Metabolism of purine nucleosides in human and ovine lymphocytes and rat thymocytes and their influence on mitogenic stimulation

1. Phosphorolysis and phosphorylation rates of inosine, guanosine and deoxyguanosine were determined in disrupted and intact human and ovine lymphocytes and rat thymocytes and related with their effect on mitogenic stimulation. 2. Activity of purine nucleoside phosphorylase (EC 2.4.2.1) was about 10 times higher in extracts of human lymphocytes than in those of ovine lymphocytes and rat thymocytes.
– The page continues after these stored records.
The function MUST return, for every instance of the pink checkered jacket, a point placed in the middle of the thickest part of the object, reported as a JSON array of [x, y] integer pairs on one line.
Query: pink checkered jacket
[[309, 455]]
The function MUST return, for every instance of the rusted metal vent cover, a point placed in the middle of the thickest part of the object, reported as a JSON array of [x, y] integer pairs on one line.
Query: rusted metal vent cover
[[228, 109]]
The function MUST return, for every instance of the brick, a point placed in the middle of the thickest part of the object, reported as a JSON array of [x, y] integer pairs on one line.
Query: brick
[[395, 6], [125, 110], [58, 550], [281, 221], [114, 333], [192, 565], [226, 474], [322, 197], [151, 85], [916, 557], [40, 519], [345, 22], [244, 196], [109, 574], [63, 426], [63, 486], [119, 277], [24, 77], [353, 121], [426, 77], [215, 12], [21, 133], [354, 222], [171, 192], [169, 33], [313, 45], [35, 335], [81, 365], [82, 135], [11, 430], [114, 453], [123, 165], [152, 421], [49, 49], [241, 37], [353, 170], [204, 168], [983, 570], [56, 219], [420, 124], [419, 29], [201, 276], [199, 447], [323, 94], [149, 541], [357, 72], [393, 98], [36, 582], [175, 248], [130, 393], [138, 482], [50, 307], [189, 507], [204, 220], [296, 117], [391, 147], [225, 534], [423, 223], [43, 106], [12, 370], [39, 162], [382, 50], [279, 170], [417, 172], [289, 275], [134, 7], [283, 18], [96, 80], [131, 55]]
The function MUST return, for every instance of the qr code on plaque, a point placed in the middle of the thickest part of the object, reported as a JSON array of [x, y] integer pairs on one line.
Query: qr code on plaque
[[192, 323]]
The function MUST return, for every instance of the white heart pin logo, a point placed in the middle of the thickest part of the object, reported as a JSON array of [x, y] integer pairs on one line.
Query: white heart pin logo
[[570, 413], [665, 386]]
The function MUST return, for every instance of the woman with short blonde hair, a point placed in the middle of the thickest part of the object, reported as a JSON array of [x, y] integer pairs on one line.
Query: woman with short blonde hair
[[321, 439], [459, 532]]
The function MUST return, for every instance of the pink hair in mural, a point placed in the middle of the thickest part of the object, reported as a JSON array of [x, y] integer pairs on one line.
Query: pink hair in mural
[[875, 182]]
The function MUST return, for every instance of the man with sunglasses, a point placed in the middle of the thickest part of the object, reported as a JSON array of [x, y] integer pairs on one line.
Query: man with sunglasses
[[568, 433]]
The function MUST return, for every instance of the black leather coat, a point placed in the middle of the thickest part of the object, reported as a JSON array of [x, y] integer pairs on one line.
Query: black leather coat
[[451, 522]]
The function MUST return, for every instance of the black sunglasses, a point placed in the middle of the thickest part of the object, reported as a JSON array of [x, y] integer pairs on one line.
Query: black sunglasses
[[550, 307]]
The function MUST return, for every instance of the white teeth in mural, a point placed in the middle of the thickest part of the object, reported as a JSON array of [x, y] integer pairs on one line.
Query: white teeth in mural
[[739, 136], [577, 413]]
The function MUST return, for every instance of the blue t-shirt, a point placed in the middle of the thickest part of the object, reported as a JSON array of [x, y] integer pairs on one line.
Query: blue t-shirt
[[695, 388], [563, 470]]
Apparent Km values for inosine and guanosine were higher in human lymphocytes (about 100 microM) than in ovine lymphocytes (50 microM). Apparent Km values for deoxyguanosine were about 100 microM in the extracts of all three cell types. 3. In extracts of human and ovine lymphocytes the presence of guanosine kinase activity was established. Deoxyguanosine kinase activity was detected in all three cell types. 4. The rate of phosphorylation of deoxyguanosine was much lower than the rate of phosphorolysis both in extracts and in intact cells. 5. Deoxyguanosine, guanosine and inosine were incorporated by intact cells into nucleotides and nucleic acids. This incorporation of deoxyguanosine and guanosine was only partially due to phosphorolysis and subsequent conversion by hypoxanthine-guanine phosphoribosyltransferase (EC 2.4.2.8). The incorporation of inosine appeared to be due completely to this route. 6. Inosine (0.5 mM) did not inhibit thymidine incorporation of phytohemagglutinin-stimulated human and ovine lymphocytes. At the same concentration deoxyinosine caused 50% inhibition, but guanosine and deoxyguanosine inhibited almost completely. Thymidine incorporation of concanavalin A-stimulated rat thymocytes was hardly inhibited by 0.5 mM inosine, deoxyinosine and guanosine, but 50 microM and 0.5 mM deoxyguanosine caused 25% and complete inhibition, respectively.